Description
confluent-kafka==0.9.2, librdkafka 0.9.2, Python 2.7.6, Ubuntu 14.04
I run a web app in 16 gunicorn workers (processes). Each has a producer, which works continually until the process is restarted (normally by deploy system). This instance serves ~100-250 req/s (some part of which produce to kafka) and has ~3.8gb or memory. After switching to confluent-kafka and running it for some time in production I'm observing worker RSS memory only growing and growing (it was not the case before with kafka-python). Here is a screenshot of memory monitoring graph:
The code is roughly like this (so I poll(0)
after each produce
):
def error_cb (err):
logger.error('kafka producer error_cb: {}: %s'.format(err.name()), err.str())
def on_delivery (err, msg):
assert err
logger.error('kafka producer on_delivery {}'.format(err.name()))
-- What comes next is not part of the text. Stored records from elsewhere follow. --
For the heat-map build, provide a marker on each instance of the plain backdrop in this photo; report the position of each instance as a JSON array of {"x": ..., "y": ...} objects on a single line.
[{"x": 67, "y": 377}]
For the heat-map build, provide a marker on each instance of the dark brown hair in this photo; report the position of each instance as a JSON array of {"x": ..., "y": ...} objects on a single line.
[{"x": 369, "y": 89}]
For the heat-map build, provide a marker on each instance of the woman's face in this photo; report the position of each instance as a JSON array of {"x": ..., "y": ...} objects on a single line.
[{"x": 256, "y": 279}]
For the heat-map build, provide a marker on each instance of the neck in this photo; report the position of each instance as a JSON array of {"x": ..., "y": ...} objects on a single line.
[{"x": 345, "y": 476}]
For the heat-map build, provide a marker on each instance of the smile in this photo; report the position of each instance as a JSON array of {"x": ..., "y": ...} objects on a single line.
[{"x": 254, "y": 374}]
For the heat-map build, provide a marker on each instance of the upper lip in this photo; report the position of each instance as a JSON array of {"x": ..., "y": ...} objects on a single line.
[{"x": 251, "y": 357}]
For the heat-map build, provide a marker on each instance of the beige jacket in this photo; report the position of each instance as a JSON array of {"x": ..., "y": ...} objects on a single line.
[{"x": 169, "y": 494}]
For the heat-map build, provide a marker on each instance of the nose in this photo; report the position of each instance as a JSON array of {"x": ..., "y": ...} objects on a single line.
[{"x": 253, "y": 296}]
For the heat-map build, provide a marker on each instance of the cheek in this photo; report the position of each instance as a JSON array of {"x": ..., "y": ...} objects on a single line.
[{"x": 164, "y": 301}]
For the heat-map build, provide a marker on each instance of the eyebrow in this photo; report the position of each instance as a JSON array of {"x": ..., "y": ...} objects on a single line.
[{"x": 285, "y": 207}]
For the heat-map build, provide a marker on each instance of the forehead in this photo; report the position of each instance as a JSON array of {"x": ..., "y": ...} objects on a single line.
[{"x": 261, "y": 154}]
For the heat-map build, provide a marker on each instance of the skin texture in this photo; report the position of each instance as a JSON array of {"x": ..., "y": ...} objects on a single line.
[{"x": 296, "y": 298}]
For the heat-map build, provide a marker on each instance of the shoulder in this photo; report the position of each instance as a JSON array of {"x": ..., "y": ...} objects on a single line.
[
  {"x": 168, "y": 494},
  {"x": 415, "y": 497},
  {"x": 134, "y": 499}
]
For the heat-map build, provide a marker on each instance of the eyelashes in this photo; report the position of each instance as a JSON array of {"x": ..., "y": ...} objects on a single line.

_producer = confluent_kafka.Producer(**{
'client.id': 'qwe_producer',
'bootstrap.servers': bootstrap_servers, #3 brokers
'log.connection.close': False,
'api.version.request': True,
'queue.buffering.max.messages': 100000,
'queue.buffering.max.kbytes': 4000000,
'queue.buffering.max.ms': 1000,
'message.send.max.retries': 9000,
'batch.num.messages': 10000,
'delivery.report.only.error': True,
'default.topic.config': {
'request.required.acks': -1,
},
'error_cb': error_cb,
'on_delivery': on_delivery,
})
atexit.register(_producer.flush)
def kafka_async_send (topic, value):
_producer.produce(topic, cPickle.dumps(value, 2))
_producer.poll(0)
def some_request_handler (request):
#...
kafka_async_send('foo', ('some', 'stuff'))
#...
What should I do now? Do you probably have a suggestion how to debug it? (preferably right in production - it is kinda testing production so any overhead is currently affordable)